Evaluating the safety of energy drink, alcohol consumption
A study published in the Journal of Food Science examines the effects of energy drink (ED) exposure either alone or in combination with alcohol (ethanol) on oxidative stress parameters including superoxide dismutase, catalase, glutathione peroxidase, and lipid peroxidation parameter malondialdehyde in rats.
Over the past decade, energy drink consumption among young adults has increased, especially combined with alcoholic beverages. A study published in the Journal of Food Science examines the effects of energy drink (ED) exposure either alone or in combination with alcohol (ethanol) on oxidative stress parameters including superoxide dismutase, catalase, glutathione peroxidase, and lipid peroxidation parameter malondialdehyde in rats. Oxidative stress is attributed to the etiology of several diseases such as diabetes, cancer, and cardiovascular disorders.

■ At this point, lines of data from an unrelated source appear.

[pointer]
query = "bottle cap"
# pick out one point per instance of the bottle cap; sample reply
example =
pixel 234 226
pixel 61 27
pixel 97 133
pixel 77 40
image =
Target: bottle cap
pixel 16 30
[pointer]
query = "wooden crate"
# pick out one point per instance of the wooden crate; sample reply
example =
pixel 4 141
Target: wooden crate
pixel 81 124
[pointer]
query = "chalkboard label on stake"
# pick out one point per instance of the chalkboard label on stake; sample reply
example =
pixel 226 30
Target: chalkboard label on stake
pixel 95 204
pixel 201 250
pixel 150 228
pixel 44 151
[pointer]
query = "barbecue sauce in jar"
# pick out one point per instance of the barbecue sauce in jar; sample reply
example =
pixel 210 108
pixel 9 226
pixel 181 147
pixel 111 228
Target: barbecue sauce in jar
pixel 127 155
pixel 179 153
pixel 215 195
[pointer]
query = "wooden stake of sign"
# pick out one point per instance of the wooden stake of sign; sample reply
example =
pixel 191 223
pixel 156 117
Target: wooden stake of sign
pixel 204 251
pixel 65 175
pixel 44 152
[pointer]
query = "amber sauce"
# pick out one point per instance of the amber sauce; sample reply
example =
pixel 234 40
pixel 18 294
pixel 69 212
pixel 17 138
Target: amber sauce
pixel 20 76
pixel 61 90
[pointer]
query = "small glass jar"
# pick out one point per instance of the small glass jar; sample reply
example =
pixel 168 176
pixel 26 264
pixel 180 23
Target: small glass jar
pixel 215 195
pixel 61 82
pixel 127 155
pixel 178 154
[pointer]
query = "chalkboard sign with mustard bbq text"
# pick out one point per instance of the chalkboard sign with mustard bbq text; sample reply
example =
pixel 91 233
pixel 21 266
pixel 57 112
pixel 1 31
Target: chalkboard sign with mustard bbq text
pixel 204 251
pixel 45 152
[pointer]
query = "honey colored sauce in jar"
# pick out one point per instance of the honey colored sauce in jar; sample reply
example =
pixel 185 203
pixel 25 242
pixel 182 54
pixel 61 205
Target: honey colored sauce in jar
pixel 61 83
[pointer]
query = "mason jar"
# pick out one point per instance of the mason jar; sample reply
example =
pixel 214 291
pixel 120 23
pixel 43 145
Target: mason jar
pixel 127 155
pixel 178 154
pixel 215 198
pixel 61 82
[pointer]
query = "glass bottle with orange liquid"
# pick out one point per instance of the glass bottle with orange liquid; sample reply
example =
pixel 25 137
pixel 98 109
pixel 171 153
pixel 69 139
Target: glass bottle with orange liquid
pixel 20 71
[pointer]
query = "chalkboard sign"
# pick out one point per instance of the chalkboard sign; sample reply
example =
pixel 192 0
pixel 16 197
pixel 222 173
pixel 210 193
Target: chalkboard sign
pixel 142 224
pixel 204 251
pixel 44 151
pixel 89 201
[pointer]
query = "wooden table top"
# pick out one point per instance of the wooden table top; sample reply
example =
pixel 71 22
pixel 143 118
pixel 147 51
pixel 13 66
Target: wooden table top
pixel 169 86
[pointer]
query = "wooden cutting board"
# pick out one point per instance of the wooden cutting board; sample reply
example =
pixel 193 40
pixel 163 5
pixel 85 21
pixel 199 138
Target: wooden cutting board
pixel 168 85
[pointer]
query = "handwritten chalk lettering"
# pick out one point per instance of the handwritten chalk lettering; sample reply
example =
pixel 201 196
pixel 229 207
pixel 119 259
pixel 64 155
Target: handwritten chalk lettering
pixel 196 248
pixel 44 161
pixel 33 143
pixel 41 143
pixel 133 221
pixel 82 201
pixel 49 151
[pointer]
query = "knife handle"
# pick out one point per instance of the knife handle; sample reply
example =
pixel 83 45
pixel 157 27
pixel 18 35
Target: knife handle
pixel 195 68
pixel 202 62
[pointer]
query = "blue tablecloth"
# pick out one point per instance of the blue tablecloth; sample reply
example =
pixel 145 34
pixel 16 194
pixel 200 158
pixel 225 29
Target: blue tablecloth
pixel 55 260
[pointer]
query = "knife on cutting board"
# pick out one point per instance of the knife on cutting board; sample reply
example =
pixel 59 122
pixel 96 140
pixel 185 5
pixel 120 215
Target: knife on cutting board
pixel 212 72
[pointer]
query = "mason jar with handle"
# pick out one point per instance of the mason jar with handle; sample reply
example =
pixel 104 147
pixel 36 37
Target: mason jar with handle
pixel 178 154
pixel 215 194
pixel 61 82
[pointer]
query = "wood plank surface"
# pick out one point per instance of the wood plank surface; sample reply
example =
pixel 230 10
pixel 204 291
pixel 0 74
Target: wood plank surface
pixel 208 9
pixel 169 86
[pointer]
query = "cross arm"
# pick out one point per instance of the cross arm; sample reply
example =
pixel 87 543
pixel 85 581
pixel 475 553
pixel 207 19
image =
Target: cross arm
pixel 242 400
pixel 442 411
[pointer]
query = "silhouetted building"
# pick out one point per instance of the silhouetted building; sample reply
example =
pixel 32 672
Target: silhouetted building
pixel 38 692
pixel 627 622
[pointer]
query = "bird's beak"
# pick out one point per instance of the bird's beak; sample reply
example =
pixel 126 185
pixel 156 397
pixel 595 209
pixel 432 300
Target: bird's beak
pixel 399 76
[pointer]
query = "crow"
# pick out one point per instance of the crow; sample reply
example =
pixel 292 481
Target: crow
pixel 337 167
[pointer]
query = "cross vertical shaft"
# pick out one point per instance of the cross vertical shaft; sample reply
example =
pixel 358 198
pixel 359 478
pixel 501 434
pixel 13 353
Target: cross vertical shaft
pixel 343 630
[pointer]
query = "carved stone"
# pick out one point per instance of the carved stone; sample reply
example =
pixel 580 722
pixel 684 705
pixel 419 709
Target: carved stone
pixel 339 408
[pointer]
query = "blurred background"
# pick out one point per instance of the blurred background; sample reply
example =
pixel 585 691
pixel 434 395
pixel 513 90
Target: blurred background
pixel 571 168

The researchers divided 36 Sprague-Dawley rats into control and five treatment groups. The control group received tap water while the treatment groups received: low-dose ED, high-dose ED, ethanol, ethanol mixed with low-dose ED, and ethanol mixed with high-dose ED. They administered the treatments via oral gavage for 14 days. The dose of ED was designed based on the consumption of one container of ED (250 mL) per day by an adult weighing 65 kg (~143 lb) for low-dose ED and two containers (500 mL) per day for high-dose ED exposed group.
The researchers found that ED exposure led to a dose-dependent increase in liver lipid peroxidation parameter malondialdehyde (MDA) compared to the control, indicating oxidative damage. Histopathological findings also revealed that ED alone may generate liver damage. Ethanol exposure increased MDA level and superoxide dismutase (SOD), catalase (CAT), and glutathione peroxidase (GSH-Px) activity in both the brain and the liver. The combination of ethanol and ED produced greater damage, which is considered by further increases in SOD and GSH-Px activity in the brain. Similar results for MDA were observed in both the liver and brain as well.
The researchers concluded that ED consumption—especially in exaggerated amounts—might be a risk factor for antioxidative stress, as indicated by decreased brain SOD activity. Also, the particular combination of EDs’ ingredients may be responsible for the augmentation of oxidative stress parameters and histopathological abnormalities in liver and to some extent in brain tissue. Thus, consumption of EDs especially with alcoholic beverages appears to represent a significant public health concern due to the increased toxicological consequences both peripherally and centrally.